Administration and security of Code Insights

Code Insights enforce user permissions

Users can only create code insights that include repositories they have access to. Moreover, when creating code insights, the repository field will not validate nor show users repositories they would not have access to otherwise.

When a user is viewing an insight, any repositories they do not have access to will not be included in the total counts.

Security of native Sourcegraph Code Insights (Search-based and Language Insights)

Sourcegraph search-based and language insights run natively on a Sourcegraph instance using the instance's Sourcegraph search API. This means they don't send any information about your code to third-party servers.

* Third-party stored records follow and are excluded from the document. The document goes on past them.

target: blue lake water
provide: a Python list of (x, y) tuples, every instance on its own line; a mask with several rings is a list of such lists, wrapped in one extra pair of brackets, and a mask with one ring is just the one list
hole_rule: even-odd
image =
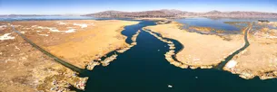
[[(184, 18), (176, 19), (174, 21), (183, 23), (184, 29), (188, 29), (189, 26), (202, 26), (202, 27), (212, 27), (215, 29), (222, 29), (224, 31), (240, 31), (233, 25), (224, 23), (224, 22), (257, 22), (258, 19), (209, 19), (209, 18)], [(276, 19), (268, 19), (271, 22), (277, 22)]]
[[(154, 25), (152, 21), (140, 22), (126, 26), (122, 32), (128, 37), (126, 42), (131, 42), (130, 38), (136, 31)], [(205, 25), (202, 20), (190, 22)], [(203, 20), (205, 23), (209, 22)], [(211, 23), (220, 28), (216, 25), (219, 23)], [(181, 43), (174, 40), (173, 41), (176, 51), (182, 50)], [(255, 78), (246, 80), (238, 75), (215, 69), (176, 68), (164, 59), (164, 53), (168, 51), (167, 43), (142, 31), (136, 46), (119, 54), (109, 66), (96, 66), (94, 70), (85, 72), (89, 77), (85, 92), (277, 92), (277, 79), (260, 80)], [(168, 87), (168, 85), (173, 87)]]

Insight and Dashboard permissions

Note: there are no separate read/write permissions. If a user can view an insight or dashboard, they can also edit it.

A user can view an insight if at least one of the following is true:

The user created the insight.
The user has permission to view a dashboard that the insight is on.

Except for the singular, non-transferable creator's permission noted in case 1 above, permissions can be thought of as belonging to a dashboard. Dashboards have 3 permission levels:

User: only this specific user can view this dashboard.
Organization: only users within this organization can view this dashboard.
Global: any user on the Sourcegraph instance can view this dashboard.

Changing permission levels

Because there are no separate read/write permissions and no dashboard owners, any user who can view a dashboard can change its permission level or add/remove insights from the dashboard. The only way to guarantee continued access to an insight that you did not create is to add it to a private dashboard.

If a user gets deleted, any insights they created will still be visible to other users via the dashboards they appear on. However, if one of these insights is removed from all dashboards, it will no longer be accessible.

Code Insights Admin (>=5.0)

Sourcegraph administrators can view and manage the background jobs that Code Insights runs when historically backfilling an insight. The following functionality is available under Code Insights jobs in the Maintenance section within the Site Admin (/site-admin/code-insights-jobs):

See a list of the jobs that backfill an insight and their current state
See any errors that occurred when backfilling an insight
Retry a failed backfill
Move a backfill job to the front or back of the processing queue

The jobs can be searched by state and by an insight's title or the label of any of its series.

Code Insights Site Configuration

While the default configuration is appropriate for most deployments, in the site configuration there are values that allow admins more control over the rate at which insights runs in the background. Raising these values will increase the speed at which insights are populated however will it cause insights to consume more system resources. Care should be taken when changing these values and it is recommended to update them in small increments.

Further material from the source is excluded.